Aufruhr in Kairo Mubaraks neues Machtspiel erbost die Ägypter

Der greise Pharao riskiert eine neue Explosion von Wut und Gewalt: Husni Mubarak hat den erhofften Rücktritt abgelehnt, nur Vollmachten an seinen Vize delegiert. Zornige Demonstranten wollen ihren Protest nun verstärken, sie setzen ihre Hoffnungen aufs Militär.
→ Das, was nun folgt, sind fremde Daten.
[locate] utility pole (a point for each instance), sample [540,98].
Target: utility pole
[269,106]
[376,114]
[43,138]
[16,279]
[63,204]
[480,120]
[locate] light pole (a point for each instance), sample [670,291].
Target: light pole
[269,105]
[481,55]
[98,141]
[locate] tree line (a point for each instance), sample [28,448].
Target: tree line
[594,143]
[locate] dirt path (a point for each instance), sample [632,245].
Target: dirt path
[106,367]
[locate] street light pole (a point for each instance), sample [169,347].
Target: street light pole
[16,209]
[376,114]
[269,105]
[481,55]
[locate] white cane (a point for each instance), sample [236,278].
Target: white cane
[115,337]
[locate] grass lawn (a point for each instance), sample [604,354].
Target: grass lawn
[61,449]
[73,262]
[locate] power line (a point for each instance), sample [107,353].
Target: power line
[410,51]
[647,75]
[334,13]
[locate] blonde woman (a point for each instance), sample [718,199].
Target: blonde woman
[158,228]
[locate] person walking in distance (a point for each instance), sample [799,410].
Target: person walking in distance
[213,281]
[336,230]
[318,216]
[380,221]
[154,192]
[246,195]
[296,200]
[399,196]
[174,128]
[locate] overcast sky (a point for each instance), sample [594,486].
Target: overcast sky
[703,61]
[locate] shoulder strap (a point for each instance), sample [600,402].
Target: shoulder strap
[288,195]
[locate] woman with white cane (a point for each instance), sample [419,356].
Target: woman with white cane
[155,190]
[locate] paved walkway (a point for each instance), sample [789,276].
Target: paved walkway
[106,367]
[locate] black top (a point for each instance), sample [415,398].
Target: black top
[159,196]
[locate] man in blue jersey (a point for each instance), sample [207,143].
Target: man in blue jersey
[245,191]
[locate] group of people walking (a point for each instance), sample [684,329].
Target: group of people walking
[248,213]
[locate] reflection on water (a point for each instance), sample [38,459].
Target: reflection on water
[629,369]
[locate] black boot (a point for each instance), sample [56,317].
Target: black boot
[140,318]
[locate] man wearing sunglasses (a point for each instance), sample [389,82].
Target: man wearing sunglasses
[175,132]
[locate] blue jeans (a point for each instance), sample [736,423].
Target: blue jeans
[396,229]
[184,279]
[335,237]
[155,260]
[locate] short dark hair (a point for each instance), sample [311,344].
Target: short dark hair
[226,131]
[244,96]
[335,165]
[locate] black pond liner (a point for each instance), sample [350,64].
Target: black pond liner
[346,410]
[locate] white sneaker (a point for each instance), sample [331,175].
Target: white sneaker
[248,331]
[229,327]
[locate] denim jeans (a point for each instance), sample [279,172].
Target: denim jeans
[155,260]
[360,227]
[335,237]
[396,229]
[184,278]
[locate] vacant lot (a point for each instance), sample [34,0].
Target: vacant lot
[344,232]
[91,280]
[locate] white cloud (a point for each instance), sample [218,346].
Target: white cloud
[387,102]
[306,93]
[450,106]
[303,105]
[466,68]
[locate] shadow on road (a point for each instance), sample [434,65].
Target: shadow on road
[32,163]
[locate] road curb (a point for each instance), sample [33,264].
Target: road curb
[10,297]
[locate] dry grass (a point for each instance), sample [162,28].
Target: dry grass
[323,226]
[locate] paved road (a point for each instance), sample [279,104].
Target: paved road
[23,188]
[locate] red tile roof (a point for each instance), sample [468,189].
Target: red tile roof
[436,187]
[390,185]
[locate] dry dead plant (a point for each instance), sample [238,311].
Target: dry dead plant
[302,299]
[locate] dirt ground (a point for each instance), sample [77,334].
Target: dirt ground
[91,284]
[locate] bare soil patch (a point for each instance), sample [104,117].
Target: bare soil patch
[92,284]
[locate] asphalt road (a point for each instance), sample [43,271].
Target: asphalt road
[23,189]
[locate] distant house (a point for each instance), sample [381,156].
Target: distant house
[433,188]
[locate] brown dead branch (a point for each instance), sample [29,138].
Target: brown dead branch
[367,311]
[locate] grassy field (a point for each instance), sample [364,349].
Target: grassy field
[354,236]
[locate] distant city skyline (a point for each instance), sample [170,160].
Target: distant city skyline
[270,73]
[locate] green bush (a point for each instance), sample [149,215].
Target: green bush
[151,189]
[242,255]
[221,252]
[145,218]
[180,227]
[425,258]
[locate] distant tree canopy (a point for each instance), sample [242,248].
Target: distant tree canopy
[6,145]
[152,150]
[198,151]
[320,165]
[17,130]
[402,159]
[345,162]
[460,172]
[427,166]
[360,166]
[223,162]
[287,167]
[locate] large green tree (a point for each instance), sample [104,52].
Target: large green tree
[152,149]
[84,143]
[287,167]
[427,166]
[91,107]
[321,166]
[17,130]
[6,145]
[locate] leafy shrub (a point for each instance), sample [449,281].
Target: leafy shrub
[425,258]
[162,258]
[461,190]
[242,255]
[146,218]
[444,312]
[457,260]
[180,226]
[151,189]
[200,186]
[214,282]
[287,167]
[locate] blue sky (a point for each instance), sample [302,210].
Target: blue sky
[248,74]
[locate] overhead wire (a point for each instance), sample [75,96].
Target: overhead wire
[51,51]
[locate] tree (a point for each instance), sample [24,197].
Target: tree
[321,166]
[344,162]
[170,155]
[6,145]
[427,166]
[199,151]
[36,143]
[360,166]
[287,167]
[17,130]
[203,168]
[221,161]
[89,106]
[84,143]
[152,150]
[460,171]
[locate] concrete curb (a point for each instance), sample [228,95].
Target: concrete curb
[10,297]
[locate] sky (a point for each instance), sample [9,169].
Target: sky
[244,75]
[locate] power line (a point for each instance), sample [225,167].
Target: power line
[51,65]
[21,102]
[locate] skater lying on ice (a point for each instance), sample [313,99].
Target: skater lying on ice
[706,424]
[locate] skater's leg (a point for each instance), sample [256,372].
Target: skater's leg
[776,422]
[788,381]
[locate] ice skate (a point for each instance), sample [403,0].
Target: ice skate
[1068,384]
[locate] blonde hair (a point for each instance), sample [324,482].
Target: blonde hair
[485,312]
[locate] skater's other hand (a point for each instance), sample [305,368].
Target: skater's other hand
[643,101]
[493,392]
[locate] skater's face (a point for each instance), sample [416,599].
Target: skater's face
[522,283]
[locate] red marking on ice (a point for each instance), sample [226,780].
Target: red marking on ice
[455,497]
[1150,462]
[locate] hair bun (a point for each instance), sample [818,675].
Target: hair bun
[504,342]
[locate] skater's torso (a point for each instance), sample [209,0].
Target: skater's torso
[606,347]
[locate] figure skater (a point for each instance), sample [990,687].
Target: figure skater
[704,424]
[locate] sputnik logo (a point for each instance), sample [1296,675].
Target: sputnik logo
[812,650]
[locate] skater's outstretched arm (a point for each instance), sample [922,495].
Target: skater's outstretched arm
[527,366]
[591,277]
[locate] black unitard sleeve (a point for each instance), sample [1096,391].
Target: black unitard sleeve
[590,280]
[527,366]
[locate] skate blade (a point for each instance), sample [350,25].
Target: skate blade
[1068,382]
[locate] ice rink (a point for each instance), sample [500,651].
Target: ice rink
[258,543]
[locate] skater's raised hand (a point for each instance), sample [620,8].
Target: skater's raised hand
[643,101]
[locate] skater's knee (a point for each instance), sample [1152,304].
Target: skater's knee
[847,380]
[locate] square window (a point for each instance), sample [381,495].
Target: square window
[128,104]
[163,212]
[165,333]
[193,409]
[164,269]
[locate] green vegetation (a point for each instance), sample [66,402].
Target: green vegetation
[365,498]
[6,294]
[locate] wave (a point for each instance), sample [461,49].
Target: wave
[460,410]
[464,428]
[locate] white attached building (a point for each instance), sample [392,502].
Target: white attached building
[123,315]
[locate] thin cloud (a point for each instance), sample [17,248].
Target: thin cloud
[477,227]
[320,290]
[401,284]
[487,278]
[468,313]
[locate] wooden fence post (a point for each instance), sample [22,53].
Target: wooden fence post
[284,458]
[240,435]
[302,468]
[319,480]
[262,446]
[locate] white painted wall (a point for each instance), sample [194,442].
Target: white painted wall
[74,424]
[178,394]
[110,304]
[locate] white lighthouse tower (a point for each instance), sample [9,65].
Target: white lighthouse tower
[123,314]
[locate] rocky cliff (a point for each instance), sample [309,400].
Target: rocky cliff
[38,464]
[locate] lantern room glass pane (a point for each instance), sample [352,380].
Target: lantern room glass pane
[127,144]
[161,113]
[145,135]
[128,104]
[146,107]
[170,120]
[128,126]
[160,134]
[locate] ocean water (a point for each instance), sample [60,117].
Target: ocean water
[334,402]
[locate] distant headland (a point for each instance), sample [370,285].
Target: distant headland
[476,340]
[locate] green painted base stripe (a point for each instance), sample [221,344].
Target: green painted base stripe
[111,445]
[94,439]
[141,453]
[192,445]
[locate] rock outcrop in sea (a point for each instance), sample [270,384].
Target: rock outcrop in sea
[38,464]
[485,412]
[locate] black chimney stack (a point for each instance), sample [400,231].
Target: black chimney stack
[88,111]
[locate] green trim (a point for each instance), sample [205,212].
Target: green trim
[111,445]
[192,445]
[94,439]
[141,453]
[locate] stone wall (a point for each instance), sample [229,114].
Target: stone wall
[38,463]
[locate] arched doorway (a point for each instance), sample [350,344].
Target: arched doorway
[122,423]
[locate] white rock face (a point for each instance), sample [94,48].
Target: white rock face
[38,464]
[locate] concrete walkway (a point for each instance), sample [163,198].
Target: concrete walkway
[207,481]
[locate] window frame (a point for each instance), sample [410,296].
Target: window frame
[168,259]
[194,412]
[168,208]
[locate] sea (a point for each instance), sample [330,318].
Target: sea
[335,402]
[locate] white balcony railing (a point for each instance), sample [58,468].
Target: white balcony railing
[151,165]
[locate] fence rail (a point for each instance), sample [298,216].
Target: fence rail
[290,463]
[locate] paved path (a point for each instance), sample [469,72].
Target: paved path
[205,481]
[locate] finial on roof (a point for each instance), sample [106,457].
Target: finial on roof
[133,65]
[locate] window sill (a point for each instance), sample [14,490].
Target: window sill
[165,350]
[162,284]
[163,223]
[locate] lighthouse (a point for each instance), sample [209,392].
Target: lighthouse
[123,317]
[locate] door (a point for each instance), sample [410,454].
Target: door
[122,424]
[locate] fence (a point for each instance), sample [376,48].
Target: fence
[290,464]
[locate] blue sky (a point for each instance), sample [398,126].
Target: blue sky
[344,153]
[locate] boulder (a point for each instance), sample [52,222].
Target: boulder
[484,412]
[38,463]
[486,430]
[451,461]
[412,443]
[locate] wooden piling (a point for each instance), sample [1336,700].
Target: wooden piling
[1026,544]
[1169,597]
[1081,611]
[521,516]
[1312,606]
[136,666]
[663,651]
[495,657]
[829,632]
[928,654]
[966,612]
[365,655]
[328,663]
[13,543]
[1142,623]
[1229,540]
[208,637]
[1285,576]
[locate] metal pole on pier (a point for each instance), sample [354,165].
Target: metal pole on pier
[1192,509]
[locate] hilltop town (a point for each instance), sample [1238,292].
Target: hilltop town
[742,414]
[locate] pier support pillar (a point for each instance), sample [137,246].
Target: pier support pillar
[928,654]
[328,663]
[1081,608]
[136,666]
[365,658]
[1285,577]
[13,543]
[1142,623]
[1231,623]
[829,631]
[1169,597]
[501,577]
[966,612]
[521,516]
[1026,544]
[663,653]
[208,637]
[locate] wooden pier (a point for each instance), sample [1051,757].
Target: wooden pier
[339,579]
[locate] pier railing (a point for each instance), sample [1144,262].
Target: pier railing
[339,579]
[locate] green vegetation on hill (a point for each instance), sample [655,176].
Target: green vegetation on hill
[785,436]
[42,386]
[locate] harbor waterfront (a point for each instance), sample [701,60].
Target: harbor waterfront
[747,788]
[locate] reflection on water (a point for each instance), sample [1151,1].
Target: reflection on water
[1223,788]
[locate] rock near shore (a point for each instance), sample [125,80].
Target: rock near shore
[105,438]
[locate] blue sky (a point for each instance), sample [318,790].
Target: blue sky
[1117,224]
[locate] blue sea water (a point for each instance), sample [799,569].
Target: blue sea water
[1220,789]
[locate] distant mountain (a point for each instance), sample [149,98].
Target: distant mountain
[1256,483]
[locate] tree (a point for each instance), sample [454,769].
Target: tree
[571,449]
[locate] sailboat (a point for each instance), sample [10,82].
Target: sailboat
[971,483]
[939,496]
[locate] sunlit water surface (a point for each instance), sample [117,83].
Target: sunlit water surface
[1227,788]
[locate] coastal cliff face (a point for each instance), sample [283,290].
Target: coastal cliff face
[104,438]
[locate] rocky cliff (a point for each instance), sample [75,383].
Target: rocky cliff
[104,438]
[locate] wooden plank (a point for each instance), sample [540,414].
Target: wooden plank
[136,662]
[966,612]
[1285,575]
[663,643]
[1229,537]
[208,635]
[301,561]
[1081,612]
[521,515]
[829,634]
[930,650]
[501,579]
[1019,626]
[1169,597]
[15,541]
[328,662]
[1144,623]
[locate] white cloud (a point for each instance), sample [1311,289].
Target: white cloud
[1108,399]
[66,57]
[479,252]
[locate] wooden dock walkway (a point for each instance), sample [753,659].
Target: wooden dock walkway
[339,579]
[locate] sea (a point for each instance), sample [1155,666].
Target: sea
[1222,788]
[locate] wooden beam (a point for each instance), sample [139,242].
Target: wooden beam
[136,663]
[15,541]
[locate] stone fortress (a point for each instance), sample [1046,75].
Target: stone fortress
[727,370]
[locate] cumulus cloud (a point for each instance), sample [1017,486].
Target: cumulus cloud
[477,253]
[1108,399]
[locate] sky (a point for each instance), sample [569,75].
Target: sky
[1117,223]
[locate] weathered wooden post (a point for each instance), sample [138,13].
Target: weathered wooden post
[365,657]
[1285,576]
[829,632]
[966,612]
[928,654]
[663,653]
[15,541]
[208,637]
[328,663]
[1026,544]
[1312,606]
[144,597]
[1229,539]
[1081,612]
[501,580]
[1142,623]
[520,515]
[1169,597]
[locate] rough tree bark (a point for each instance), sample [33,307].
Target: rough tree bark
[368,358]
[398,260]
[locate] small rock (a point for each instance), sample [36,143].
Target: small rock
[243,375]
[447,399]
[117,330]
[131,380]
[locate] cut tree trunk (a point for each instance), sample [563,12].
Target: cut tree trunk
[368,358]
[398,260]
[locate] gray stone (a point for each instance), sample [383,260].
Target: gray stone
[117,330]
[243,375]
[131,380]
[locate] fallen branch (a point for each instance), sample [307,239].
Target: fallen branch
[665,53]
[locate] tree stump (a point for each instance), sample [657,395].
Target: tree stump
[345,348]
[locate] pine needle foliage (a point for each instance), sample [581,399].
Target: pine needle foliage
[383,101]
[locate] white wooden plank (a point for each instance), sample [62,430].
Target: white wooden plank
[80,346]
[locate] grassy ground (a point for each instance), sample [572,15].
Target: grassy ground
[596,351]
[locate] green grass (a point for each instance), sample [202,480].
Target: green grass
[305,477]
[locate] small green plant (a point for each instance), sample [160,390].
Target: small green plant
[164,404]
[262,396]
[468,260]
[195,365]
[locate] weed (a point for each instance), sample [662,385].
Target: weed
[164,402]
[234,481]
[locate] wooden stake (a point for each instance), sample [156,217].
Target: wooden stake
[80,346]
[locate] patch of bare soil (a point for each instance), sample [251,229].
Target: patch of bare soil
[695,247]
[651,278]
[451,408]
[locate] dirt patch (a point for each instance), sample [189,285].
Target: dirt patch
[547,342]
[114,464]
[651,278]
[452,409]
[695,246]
Mit Recht?

Aus Kairo berichtet


Es sollte eine historische Nacht werden, in der wahr wird, was die Menschen auf dem Tahrir-Platz in Kairo seit dem 25. Januar erwarten: dass Präsident Husni Mubarak, seit 30 Jahren Herrscher von Ägypten, zurücktritt. Schätzungen von Oppositionsgruppen zufolge waren mehr als drei Millionen Menschen am Donnerstagabend ins Stadtzentrum geströmt. Das Militär und Mubaraks Partei NDP hatten vorher die Hoffnung auf einen schnellen Rücktritt des Autokraten genährt. Laut Vertretern der Streitkräfte sollten "alle Wünsche" der Demonstranten erfüllt werden.

Doch nichts davon: Mubarak will nicht zurücktreten, seinen Präsidententitel nicht aufgeben.

"Es geht nicht um mich, Husni Mubarak. Es geht um Ägypten", sagte er in seiner Rede, die 45 Minuten nach dem angekündigten Termin im ägyptischen Staatsfernsehen übertragen wurde, ab 22.45 Uhr Ortszeit. Der 82-Jährige erklärte zwar, er würde die Macht an Vizepräsident Omar Suleiman abgeben und Verfassungsänderungen einleiten. Dieser Schritt bedeutet aber auch, dass Mubarak formal Präsident bleibt. Die zentrale Forderung von Millionen von Demonstranten - unerfüllt.

Der neue "De-facto-Präsident" Suleiman, wie ihn der ägyptische Botschafter in den USA am späten Abend nannte, verlangte im Anschluss ein Ende der Proteste. "Geht zurück in eure Häuser, geht zurück zu eurer Arbeit. Hört nicht auf die Aufrufe aus dem Ausland", sagte er in einer eigenen Rede. Die Menschen auf dem Tahrir-Platz verfolgten sie per Lautsprecher und per Telefon.

"Das ist eine Nacht der Enttäuschung", sagte Demonstrant Mohammed Ali, der den ganzen Abend über ein Schild mit sich herumgetragen hatte, auf dem er Mubarak "Bereicherung um viele Milliarden Dollar" vorgeworfen hatte. "Wir wollen ein sofortiges Ende des Regimes Mubarak und nicht, dass dieser alte Mann seine eigenen Leute als Nachfolger installiert."

Auf wessen Seite steht das Militär?

Die Verbitterung war den Menschen anzusehen. Stellenweise kam es zu Rangeleien und zu hitzigen Debatten, wie die Proteste fortgeführt werden sollten. Sollte die Nacht hindurch demonstriert werden? Sollte man erst am Freitagmorgen erneut zusammenkommen? Die Menschen haben immerhin mehr als drei Wochen protestiert, nicht nachgelassen in ihren Bemühungen, die Massen zu mobilisieren, damit die Proteste nicht abebben.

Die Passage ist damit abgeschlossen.